When a deep fall of snow brings the 11.37 from London's Euston Station to a halt in a rural area on Christmas Eve, the scene shifts to a country house cut off from the world by bad weather (a favourite scenario of mine!) as the continuing storm sets in motion a tale of the strange events related in Mystery In White: A Christmas Crime Story by J. Jefferson Farjeon.
Four occupants of the third-class carriage have abandoned the snowbound train in an attempt to walk to a station about six miles away in hopes of continuing their journey from there. The quartet consists of milquetoast clerk Robert Thomson, on his way to visit an aunt, platinum blonde chorus girl Jessie Noyes, who absolutely must get to Manchester that day for professional reasons, and siblings David and Lydia Carrington, who are going to spend Christmas at their uncle's town house.
The two other travellers in their compartment do not accompany them: there's an elderly bore name of Hopkins, who thinks the idea is madness, and Edward Maltby, an older man and member of the Royal Psychical Society.
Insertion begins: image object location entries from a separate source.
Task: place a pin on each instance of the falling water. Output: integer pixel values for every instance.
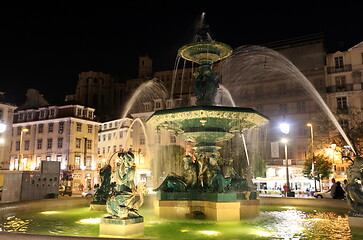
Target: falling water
(223, 94)
(146, 92)
(256, 62)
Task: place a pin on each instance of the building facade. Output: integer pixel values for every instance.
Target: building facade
(344, 87)
(6, 121)
(67, 134)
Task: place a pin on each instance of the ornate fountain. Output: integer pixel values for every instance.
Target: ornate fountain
(206, 187)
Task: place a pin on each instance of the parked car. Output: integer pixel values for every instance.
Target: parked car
(323, 194)
(65, 190)
(89, 193)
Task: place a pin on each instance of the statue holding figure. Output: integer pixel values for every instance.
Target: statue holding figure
(103, 191)
(125, 172)
(237, 182)
(216, 182)
(176, 183)
(354, 187)
(123, 202)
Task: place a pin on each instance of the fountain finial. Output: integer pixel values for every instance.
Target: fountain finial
(203, 31)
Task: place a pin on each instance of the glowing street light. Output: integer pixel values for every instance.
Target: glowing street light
(2, 127)
(20, 157)
(285, 129)
(312, 153)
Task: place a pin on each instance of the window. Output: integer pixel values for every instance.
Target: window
(77, 161)
(88, 162)
(89, 144)
(342, 104)
(78, 143)
(283, 108)
(301, 106)
(172, 138)
(60, 143)
(50, 127)
(52, 112)
(340, 83)
(18, 131)
(344, 123)
(339, 63)
(26, 145)
(40, 128)
(79, 127)
(89, 128)
(49, 143)
(39, 143)
(61, 127)
(147, 107)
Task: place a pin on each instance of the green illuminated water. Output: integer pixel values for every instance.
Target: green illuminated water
(273, 223)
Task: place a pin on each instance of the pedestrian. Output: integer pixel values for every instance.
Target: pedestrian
(338, 191)
(285, 189)
(332, 188)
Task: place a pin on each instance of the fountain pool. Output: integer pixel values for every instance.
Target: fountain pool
(274, 222)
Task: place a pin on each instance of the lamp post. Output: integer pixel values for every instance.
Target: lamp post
(285, 129)
(20, 157)
(312, 153)
(2, 139)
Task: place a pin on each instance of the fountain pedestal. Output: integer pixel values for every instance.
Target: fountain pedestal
(97, 207)
(355, 219)
(121, 227)
(213, 206)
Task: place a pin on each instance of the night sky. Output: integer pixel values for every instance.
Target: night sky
(46, 47)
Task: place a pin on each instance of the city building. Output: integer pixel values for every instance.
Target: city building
(67, 134)
(6, 121)
(344, 87)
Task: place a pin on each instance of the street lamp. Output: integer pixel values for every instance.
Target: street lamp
(20, 157)
(285, 129)
(312, 153)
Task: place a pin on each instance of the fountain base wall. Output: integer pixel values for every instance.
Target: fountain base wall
(121, 227)
(215, 211)
(97, 207)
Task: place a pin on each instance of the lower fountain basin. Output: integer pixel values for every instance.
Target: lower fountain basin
(283, 221)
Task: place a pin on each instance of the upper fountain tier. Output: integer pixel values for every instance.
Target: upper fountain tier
(206, 52)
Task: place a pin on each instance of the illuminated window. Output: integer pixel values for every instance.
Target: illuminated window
(89, 144)
(49, 143)
(50, 127)
(79, 127)
(39, 143)
(78, 143)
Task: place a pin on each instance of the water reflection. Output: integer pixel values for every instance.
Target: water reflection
(273, 223)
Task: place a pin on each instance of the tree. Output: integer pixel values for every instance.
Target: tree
(322, 167)
(352, 125)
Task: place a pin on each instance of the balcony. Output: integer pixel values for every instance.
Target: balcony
(344, 68)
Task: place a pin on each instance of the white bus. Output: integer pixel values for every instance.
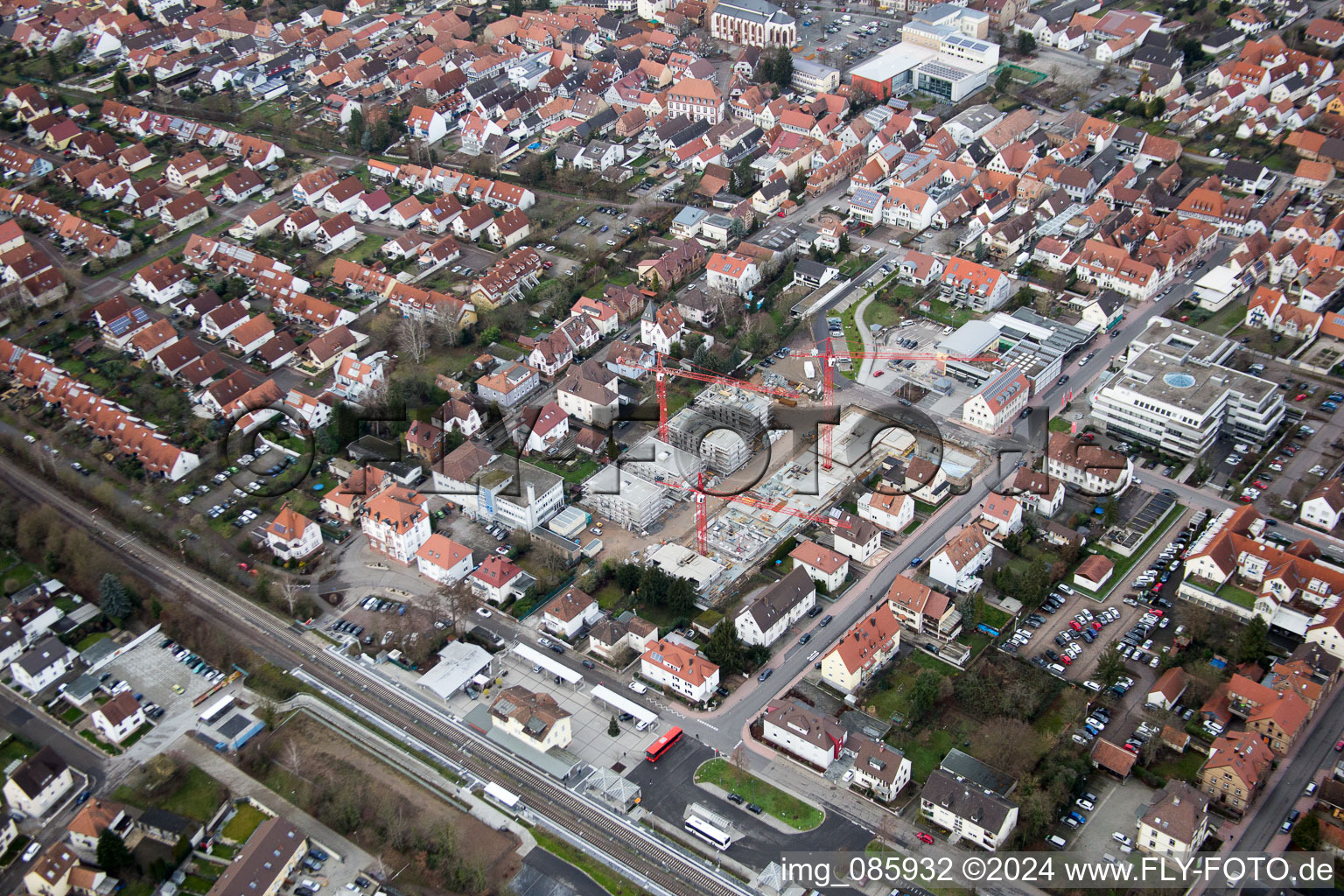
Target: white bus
(709, 833)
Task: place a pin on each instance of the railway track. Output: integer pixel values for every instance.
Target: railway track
(663, 866)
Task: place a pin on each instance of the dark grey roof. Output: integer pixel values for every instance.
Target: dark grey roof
(43, 655)
(780, 598)
(38, 771)
(965, 801)
(980, 775)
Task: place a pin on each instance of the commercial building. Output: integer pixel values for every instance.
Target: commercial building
(536, 719)
(998, 403)
(814, 77)
(752, 23)
(1179, 394)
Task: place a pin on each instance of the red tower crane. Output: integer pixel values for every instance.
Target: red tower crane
(828, 360)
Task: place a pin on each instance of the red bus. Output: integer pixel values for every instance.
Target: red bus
(663, 745)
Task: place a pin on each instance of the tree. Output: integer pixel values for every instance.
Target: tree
(1110, 667)
(113, 599)
(1253, 641)
(724, 649)
(924, 693)
(413, 338)
(1306, 833)
(112, 852)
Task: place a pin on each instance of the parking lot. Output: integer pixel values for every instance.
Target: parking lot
(1066, 624)
(601, 228)
(153, 672)
(589, 719)
(845, 37)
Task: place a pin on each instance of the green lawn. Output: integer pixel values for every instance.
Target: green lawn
(784, 806)
(243, 822)
(574, 471)
(14, 750)
(1179, 766)
(198, 795)
(195, 884)
(89, 640)
(1241, 597)
(605, 878)
(1120, 575)
(609, 595)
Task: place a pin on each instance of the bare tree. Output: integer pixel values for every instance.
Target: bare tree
(290, 592)
(452, 604)
(290, 757)
(413, 338)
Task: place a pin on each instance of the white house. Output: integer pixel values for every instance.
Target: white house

The latter has plans to visit an old house at Naseby in connection with the ghost of Charles I but has suddenly bolted from the train, much to the others' surprise.
Circumstances thwart the attempt to reach the station and the quartet are forced to take shelter in the house mentioned, which they are able to enter through the unlocked front door. Yet although the place is deserted, there's a kettle boiling, tea is laid out in the drawing room, fires have been lit -- and a bread-knife lies on the kitchen floor. A suggestive situation to say the least.
There's a sense of menace about the place and when the decamped Maltby and a Cockney giving his name as Smith show up the atmosphere becomes even more ominous. Particularly when Smith subsequently runs or rather flounders off and the bore Hopkins is rescued from the storm by Carrington and Thomson. Hopkins claims he is on his way to locate a constable because a dead man has been found in the compartment next to the one occupied by those now in the house. But is what he says true?
And that's just the start of this complex and engrossing mystery.
My verdict: The solution to the mystery gives one pause at first and yet, after consideration, the reader must admit it fits with all that went before. I read this novel at one sitting. Can there be any higher recommendation than that?
Mystery In White: A Christmas Crime Story by J. Jefferson Farjeon is available from Poisoned Pen Press as part of their reprints of the British Library Crime Classics.